Weingarten’s arsonist-as-fireman shtick isn’t exclusive to matters of student learning. She recently took to X (previously Twitter) to condemn an anti-Semitic mob that forced a Jewish, pro-Israel teacher to barricade herself from students at New York City’s Hillcrest High School—but this detour into common sense doesn’t erase her own record when it comes to anti-Semitism.

Take, for example, her comments in a 2021 interview with the Jewish Telegraphic Agency. Responding to a question about public frustration with Covid school closures, Weingarten singled out Jews for criticism, claiming that “American Jews are now part of the ownership class,” and “want to take that ladder of opportunity away from those who do not have it.”

In singling out Jews for opposition to school closures, Weingarten wasn’t evoking an edgy yet intellectually defensible idea. No evidence suggests that Jews were particularly outspoken about school closures. Indeed, given the historical partisan leanings of Jewish voters (voting for Joe Biden by a 3:1 margin in 2020, for example), the political contours of the school reopening debate would suggest that Jews were more sympathetic to Weingarten’s position, compared with the median American voter.

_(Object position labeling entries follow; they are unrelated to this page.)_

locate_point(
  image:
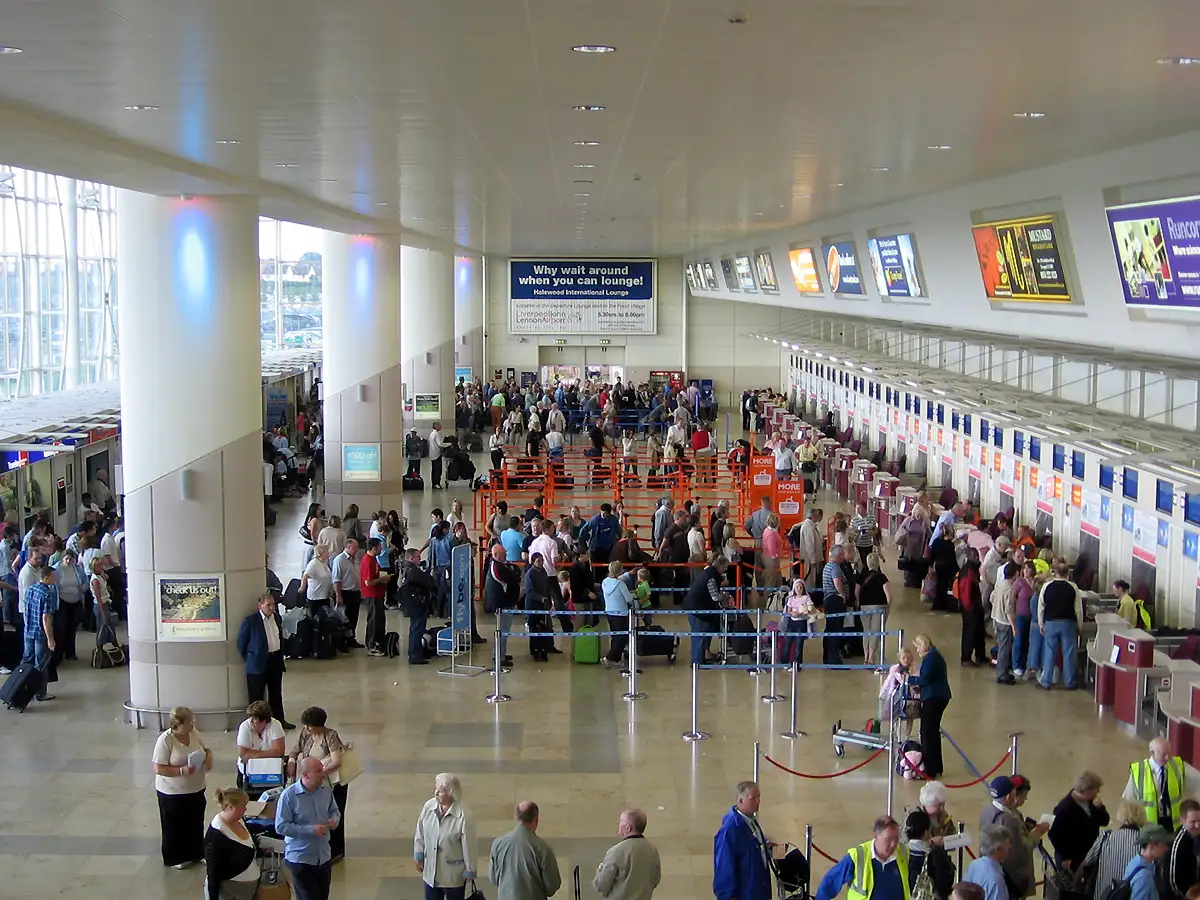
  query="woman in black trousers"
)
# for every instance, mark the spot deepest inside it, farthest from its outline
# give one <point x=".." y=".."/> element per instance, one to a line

It raises the question: Why scapegoat Jews? To which a chorus of bad actors from the past four millennia might respond: because it’s easy. As Ruth Wisse has argued, anti-Semitism isn’t necessarily born from ignorance or even deeply held convictions about the nature of Jews. Rather, it comes from recognition that the alien status of the diaspora allows Jews to be cast as foils for diverse political causes, hence the anti-Semitism of both Communists and fascists. Weingarten, an ultra-secular and progressive Jew, doubtless doesn’t wish ill upon Jews. But she’s alarmingly quick to rationalize the act of selling them down the river when doing so benefits her union.

When Weingarten isn’t lighting fires herself, she’s been willing to bankroll other arsonists. In 2018, the AFT paid Women’s March, Inc., $25,000 for event sponsorship. In an X post from December of that year, Weingarten labeled Women’s March leaders Tamika Mallory and Linda Sarsour “friends” and “warriors for justice.” Sarsour has a long history of trafficking in anti-Semitic rhetoric, including a recent charge that “provocateurs” were baiting supposedly innocent people with “their little posters” of kidnapped Israeli children. Mallory’s background includes a long history of public support for the Nation of Islam and its rancorous leader, Louis Farrakhan. Weingarten admits that she and the former Women’s March leaders “don’t agree on everything,” but those disagreements are apparently of minor concern.

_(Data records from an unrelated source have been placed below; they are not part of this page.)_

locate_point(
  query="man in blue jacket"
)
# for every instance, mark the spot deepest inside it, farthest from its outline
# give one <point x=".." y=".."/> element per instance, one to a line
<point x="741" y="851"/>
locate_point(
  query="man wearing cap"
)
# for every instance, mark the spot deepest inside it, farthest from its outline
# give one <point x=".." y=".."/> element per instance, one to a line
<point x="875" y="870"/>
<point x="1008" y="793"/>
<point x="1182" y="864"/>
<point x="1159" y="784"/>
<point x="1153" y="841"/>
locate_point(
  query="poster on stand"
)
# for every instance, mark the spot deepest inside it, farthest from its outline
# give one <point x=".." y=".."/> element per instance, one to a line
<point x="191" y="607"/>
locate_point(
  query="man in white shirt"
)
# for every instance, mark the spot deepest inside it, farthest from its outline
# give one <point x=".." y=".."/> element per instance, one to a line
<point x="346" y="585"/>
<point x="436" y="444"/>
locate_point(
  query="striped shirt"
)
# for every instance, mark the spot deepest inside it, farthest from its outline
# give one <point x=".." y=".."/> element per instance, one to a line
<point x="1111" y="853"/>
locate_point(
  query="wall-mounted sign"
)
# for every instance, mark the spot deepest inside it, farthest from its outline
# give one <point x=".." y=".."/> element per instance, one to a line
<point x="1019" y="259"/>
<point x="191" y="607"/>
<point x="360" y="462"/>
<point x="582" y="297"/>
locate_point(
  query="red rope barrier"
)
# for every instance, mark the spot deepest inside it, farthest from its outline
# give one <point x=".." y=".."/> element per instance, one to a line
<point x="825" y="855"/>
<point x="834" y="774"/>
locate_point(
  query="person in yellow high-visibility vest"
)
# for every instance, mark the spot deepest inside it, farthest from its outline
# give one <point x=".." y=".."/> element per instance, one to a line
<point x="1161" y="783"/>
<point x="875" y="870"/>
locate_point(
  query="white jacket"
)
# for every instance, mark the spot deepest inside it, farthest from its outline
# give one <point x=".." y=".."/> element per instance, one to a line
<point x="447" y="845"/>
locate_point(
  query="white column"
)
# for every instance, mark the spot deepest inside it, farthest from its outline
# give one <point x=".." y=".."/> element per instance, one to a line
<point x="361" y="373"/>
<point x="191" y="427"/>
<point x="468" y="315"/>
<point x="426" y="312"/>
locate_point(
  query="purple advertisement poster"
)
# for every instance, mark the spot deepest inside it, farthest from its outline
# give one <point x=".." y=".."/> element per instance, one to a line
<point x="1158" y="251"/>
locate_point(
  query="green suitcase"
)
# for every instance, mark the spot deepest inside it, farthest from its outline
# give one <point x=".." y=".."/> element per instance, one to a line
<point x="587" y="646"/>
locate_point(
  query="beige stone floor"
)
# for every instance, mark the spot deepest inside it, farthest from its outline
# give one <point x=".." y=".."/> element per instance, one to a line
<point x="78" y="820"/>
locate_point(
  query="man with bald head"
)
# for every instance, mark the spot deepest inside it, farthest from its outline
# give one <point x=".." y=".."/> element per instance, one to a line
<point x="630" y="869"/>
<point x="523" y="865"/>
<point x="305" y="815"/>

On other occasions, Weingarten has clumsily attempted to wield accusations of anti-Semitism for political ends, thereby cheapening the charge. In March, she claimed that “MAGA politicians” who were criticizing district attorneys for their financial ties to George Soros were being anti-Semitic.

What makes Weingarten’s cynical act so disturbing is that she is a democratically elected spokesperson for the nation’s second-largest union for public school teachers. Her behavior suggests how incidents like the one at Hillcrest High School can happen.

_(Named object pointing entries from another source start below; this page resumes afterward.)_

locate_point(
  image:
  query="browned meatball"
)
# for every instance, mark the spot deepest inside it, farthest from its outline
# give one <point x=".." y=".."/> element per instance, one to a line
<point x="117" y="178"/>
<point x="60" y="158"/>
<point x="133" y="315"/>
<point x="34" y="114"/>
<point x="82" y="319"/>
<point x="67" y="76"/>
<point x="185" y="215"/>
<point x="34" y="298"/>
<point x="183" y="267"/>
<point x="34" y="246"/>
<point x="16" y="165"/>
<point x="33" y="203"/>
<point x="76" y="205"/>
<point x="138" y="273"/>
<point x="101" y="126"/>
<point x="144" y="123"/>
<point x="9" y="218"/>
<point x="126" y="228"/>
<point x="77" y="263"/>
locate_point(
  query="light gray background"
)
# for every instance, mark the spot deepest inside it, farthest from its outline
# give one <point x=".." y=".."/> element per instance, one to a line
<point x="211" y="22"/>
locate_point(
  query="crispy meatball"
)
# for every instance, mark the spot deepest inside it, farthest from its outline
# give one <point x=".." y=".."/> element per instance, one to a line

Teachers’ unions have been righteous on anti-Semitism in the past. In 1968, a community-controlled school board in Brooklyn’s majority-black and Hispanic Ocean Hill–Brownsville neighborhood dismissed 18 predominantly Jewish teachers and administrators in what it labeled an exercise of “community control.” The decision to dismiss the teachers was rooted in the tenets of the Black Power movement and the anti-Semitism that it regularly adopts. But United Federation of Teachers president Albert Shanker, at the cost of drawing the ire of New York City mayor John Lindsay, confronted the anti-Semitism head-on. Shanker printed and shared hundreds of thousands of copies of a repugnant letter placed in the mailboxes of teachers at a school in Ocean Hill–Brownsville declaring that black children were being “brainwashed” by “The Middle East Murderers of Colored People . . . Those Bloodsucking Exploiters and Murderers.”

Shanker was an effective advocate for public-sector unionization, but he never lost sight of greater principles or the earnest belief that public education should be an instrument for uniting rather than dividing Americans. It’s an example to which Weingarten and her union should aspire.